I have been thinking about you amid these ringing bells and wondering what I could possibly give you to mark the moment—wondering if there was some small token I could wrap, some little thing that would ring bells for you, as you head off once again with your brave little bag of books.
I have been racking my brain for some perfect thing that would tell you I understand the complex
ity of this week. That I know that although the first day of school is a grand day, the grandest day of all in many ways, that even in its grandeur, in the grandeur of new shoes and shirts, new friends and old ones, new teachers and new classes, that it is a grand bag of tricks too, that it comes with exams, and papers, and other things that can go all too wrong.

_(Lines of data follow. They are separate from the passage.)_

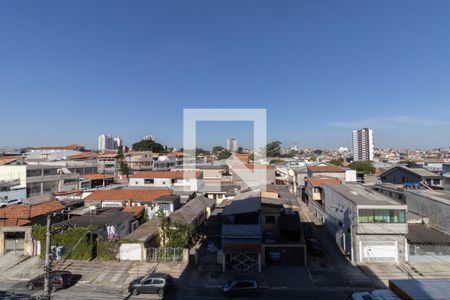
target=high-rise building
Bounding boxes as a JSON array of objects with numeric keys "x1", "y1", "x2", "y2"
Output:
[
  {"x1": 227, "y1": 138, "x2": 237, "y2": 152},
  {"x1": 353, "y1": 128, "x2": 373, "y2": 161},
  {"x1": 114, "y1": 137, "x2": 123, "y2": 149},
  {"x1": 98, "y1": 134, "x2": 123, "y2": 151}
]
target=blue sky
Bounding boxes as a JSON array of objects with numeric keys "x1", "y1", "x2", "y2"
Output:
[{"x1": 0, "y1": 0, "x2": 450, "y2": 148}]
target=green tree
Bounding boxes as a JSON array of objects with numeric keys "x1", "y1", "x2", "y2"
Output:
[
  {"x1": 400, "y1": 160, "x2": 416, "y2": 168},
  {"x1": 328, "y1": 157, "x2": 344, "y2": 167},
  {"x1": 348, "y1": 160, "x2": 376, "y2": 174},
  {"x1": 217, "y1": 149, "x2": 231, "y2": 160},
  {"x1": 117, "y1": 146, "x2": 125, "y2": 160},
  {"x1": 132, "y1": 140, "x2": 164, "y2": 153},
  {"x1": 119, "y1": 160, "x2": 130, "y2": 177},
  {"x1": 266, "y1": 141, "x2": 281, "y2": 157}
]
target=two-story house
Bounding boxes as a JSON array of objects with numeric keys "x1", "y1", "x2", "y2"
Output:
[
  {"x1": 322, "y1": 184, "x2": 408, "y2": 263},
  {"x1": 380, "y1": 166, "x2": 443, "y2": 189},
  {"x1": 129, "y1": 171, "x2": 203, "y2": 192}
]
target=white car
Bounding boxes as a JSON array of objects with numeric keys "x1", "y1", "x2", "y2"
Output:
[
  {"x1": 206, "y1": 243, "x2": 217, "y2": 253},
  {"x1": 0, "y1": 199, "x2": 23, "y2": 208}
]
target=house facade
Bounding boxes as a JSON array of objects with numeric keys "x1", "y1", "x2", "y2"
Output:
[{"x1": 322, "y1": 184, "x2": 408, "y2": 263}]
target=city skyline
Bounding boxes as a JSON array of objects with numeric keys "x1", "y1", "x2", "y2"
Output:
[{"x1": 0, "y1": 1, "x2": 450, "y2": 149}]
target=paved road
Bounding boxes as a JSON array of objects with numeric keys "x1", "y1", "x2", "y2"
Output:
[{"x1": 0, "y1": 281, "x2": 350, "y2": 300}]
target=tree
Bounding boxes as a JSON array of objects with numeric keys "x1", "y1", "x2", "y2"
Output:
[
  {"x1": 217, "y1": 149, "x2": 231, "y2": 160},
  {"x1": 266, "y1": 141, "x2": 281, "y2": 157},
  {"x1": 328, "y1": 157, "x2": 344, "y2": 167},
  {"x1": 119, "y1": 160, "x2": 130, "y2": 177},
  {"x1": 213, "y1": 146, "x2": 225, "y2": 154},
  {"x1": 348, "y1": 160, "x2": 376, "y2": 174},
  {"x1": 400, "y1": 159, "x2": 416, "y2": 168},
  {"x1": 117, "y1": 146, "x2": 125, "y2": 160},
  {"x1": 117, "y1": 146, "x2": 130, "y2": 177},
  {"x1": 132, "y1": 140, "x2": 164, "y2": 153},
  {"x1": 313, "y1": 149, "x2": 322, "y2": 155}
]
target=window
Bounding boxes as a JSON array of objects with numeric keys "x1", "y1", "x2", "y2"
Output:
[
  {"x1": 153, "y1": 279, "x2": 164, "y2": 284},
  {"x1": 358, "y1": 209, "x2": 406, "y2": 223},
  {"x1": 266, "y1": 216, "x2": 275, "y2": 224}
]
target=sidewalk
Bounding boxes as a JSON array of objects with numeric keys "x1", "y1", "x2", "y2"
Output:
[
  {"x1": 299, "y1": 200, "x2": 374, "y2": 288},
  {"x1": 0, "y1": 252, "x2": 43, "y2": 281}
]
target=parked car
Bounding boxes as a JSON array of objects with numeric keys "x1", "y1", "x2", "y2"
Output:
[
  {"x1": 206, "y1": 243, "x2": 217, "y2": 253},
  {"x1": 264, "y1": 231, "x2": 277, "y2": 244},
  {"x1": 269, "y1": 248, "x2": 281, "y2": 262},
  {"x1": 27, "y1": 271, "x2": 73, "y2": 291},
  {"x1": 128, "y1": 273, "x2": 172, "y2": 298},
  {"x1": 306, "y1": 239, "x2": 323, "y2": 256},
  {"x1": 0, "y1": 291, "x2": 32, "y2": 300},
  {"x1": 222, "y1": 277, "x2": 259, "y2": 297},
  {"x1": 302, "y1": 225, "x2": 313, "y2": 240},
  {"x1": 0, "y1": 199, "x2": 23, "y2": 208}
]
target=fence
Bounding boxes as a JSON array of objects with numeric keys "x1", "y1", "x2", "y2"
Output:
[{"x1": 147, "y1": 248, "x2": 183, "y2": 263}]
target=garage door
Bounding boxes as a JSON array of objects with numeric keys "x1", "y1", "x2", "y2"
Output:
[{"x1": 360, "y1": 241, "x2": 398, "y2": 262}]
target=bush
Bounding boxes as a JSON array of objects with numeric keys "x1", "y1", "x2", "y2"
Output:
[
  {"x1": 32, "y1": 225, "x2": 93, "y2": 260},
  {"x1": 97, "y1": 238, "x2": 120, "y2": 261}
]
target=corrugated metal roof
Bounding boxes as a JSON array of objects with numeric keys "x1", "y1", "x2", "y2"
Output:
[{"x1": 406, "y1": 224, "x2": 450, "y2": 245}]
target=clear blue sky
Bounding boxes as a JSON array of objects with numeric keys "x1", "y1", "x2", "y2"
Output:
[{"x1": 0, "y1": 0, "x2": 450, "y2": 148}]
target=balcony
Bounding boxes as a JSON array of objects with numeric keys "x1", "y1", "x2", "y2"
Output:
[{"x1": 356, "y1": 222, "x2": 408, "y2": 234}]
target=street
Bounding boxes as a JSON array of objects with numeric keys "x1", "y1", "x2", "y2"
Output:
[{"x1": 0, "y1": 281, "x2": 351, "y2": 300}]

People like to say that this is the week that marks the real new year. And why not? What could be more full of possibility than the first day of school? As full of potential as a toboggan at the top of a snowy hill, as a pencil hovering over a blank page, as the smile of that girl with the golden hair sitting in the front row.
But sometimes the snow melts and you’re standing there with your toboggan, feeling a fool, the only one who didn’t hear the weather forecast.
It is a complicated thing, this business of school. And it is in the complexity that the sorrow and sadness comes. The heavy burden of books that pile up, and the numbers that don’t; the metaphors that lie on their backs with their little feet wiggling in the air.
Timetable and exams, projects and essays, all that stuff can build up and cause problems, and I was hoping this thing I would give you could acknowledge that stuff too.
My first idea was a dictionary. A blue, cloth-covered Canadian Oxford, with the title stamped in gold letters. If I gave you a dictionary, you would have all the words in the world. You could look them up and write them down in any way you wanted, and the wind would blow, and the bells would ring, and the lockers would slam, and teachers would be bewitched by your way with words, and that girl with the golden hair too.
I thought maybe a dictionary with gold letters on the cover would be just the thing.
Then I thought, maybe a new pair of shoes.